R&D

Whilst no two projects we worked on are alike, we often come up against the same problems in our applied Research and Development work:

  • How to optimally decompose a business problem into AI-solvable sub-problems to reduce the development spend and total cost of ownership (TCO)
  • How to compensate for the incomplete and poor quality data, check the results for common-sense and neutralise false correlations
  • How to maximise the value of unlabelled data, especially when labelling is complex, expensive and takes a long time
  • How can a high generalisation performance be achieved with only a small labelled dataset?
  • How to ensure the high degree of Adversarial Robustness of the AI models and increase the reliability and cybersecurity of the data analysis system
  • How to ensure computational efficiency and generalisation capabilities for data stream mining?
  • Can an optimal balance between exploration and convergence  in the search optimisation algorithms be obtained?
  • How can a learning algorithm self-organise complexity it faces?
  • How to reach peak productivity and stability of the modular multi-task learning system with heterogenous inputs?

Our Approach

To respond to these practical challenges, we use both original algorithms of our own design and some that we have optimized. Regardless of the source, however, they are all based on the same core ideas and concepts:

  • Deep analysis of the task at hand, research to determine the optimal, state-of-the-art, solution
  • Adaptation of micro- and macro-architectures of models and protocols to the specifics of the task
  • Synergistic, compensatory approach – applying diversity, modularity and hybridisation principles to compensate for the shortcomings of individual AI models and methods
  • Optimisation of the precision-recall tradeoff, taking into account the financial implications of the false negatives and positives
  • Enriching the datasets with alternative data, finding and integrating external informative data sources with meaningful causal relationship to the problem
  • Transfer Learning – transfer and adaptation of knowledge from models trained on a large volume of open-source data to solve new problems
  • Meta-learning – algorithms which are “learning to learn” over multiple tasks to become more efficient in acquiring new knowledge

 

Continual Learning

No model stays perfect in the wild forever – the world changes constantly and our Machine Learning models and algorithms are built to adapt to change and stay robust in the new environment.

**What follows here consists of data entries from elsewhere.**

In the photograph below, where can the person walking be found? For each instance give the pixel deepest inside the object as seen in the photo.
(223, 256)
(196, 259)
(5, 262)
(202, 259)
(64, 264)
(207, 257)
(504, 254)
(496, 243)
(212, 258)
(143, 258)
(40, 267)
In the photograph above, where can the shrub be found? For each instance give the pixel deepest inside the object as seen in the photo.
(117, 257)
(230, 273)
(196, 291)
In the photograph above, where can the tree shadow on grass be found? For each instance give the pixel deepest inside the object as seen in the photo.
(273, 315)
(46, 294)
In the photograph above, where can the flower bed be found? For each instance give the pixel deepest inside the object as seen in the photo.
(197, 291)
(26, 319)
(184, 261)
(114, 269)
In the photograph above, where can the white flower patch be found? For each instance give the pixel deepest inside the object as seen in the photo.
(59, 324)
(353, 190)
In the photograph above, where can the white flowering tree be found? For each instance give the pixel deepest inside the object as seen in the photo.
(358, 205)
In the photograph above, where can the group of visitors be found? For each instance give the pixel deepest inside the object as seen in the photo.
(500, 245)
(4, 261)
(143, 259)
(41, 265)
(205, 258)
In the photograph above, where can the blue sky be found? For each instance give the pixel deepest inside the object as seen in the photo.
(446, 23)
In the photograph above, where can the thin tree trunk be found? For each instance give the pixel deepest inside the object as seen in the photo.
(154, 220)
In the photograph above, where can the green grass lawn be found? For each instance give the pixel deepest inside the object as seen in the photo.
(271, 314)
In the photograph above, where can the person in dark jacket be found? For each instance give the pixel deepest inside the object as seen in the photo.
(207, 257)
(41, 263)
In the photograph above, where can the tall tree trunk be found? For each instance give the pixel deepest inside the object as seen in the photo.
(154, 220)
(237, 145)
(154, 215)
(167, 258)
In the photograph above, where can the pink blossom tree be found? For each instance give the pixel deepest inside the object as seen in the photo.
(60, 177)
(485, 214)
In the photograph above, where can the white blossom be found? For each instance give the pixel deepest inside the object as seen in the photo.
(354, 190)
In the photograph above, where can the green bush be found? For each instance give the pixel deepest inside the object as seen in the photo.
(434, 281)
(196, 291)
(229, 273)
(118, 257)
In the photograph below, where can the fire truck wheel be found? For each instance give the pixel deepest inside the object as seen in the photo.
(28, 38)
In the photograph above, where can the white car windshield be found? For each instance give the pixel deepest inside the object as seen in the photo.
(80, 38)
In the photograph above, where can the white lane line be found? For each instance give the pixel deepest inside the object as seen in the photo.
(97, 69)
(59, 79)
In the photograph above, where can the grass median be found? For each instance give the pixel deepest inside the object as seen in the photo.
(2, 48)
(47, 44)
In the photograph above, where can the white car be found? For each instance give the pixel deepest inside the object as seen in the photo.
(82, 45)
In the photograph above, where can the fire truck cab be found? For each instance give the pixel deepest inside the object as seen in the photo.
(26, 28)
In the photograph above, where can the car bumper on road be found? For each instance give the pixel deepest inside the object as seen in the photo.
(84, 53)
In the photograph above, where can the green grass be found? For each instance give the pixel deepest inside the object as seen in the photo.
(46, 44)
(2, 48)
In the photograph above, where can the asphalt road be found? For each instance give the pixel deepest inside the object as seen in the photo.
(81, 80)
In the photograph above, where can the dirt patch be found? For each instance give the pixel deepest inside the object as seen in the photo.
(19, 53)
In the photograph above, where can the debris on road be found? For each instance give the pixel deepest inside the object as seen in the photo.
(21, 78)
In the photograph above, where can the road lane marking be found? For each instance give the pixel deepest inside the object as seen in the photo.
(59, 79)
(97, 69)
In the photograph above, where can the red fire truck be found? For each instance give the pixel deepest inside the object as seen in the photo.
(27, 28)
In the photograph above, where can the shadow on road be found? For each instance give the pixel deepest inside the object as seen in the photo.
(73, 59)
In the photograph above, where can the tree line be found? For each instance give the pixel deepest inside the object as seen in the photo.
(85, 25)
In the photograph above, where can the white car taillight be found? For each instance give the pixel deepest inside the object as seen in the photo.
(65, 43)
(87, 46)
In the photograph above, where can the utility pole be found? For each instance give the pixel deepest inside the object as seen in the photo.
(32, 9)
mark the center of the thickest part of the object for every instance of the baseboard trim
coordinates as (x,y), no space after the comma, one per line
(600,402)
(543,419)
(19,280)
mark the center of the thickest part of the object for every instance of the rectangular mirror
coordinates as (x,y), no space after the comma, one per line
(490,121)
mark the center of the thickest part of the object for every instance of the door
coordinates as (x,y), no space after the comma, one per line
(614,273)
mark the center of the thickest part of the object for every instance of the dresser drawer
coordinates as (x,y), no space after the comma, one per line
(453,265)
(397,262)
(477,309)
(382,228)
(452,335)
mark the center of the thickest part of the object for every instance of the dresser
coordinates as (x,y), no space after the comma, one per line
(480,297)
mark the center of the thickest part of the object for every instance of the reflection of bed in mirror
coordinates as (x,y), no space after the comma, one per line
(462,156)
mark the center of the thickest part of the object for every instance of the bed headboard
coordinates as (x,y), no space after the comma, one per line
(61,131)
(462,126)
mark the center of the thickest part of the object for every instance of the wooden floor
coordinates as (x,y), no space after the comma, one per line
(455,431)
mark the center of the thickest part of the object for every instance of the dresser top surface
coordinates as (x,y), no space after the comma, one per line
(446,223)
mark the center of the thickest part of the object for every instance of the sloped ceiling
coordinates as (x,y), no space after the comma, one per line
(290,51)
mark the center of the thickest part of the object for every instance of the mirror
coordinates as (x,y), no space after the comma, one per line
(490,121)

The key concept underpinning our efforts to make our models adaptable is that of Continual Learning.

Continual Learning approach allows us to create the constant self-learning loop and allow our models to become smarter with time. To achieve this, we make good use of several techniques, such as:

  • Managing training regimes to ensure stability and prevent catastrophic forgetting
  • Adaptive regularisation and overparameterisation
  • Meta-Learning applied to finding “model agnostic” solutions

Ongoing development and scaling-up of AI-based products and continual appearance of new AI algorithms and hardware for their deployment necessitate an integrated approach unifying ML system development (Dev) and ML system operation (Ops).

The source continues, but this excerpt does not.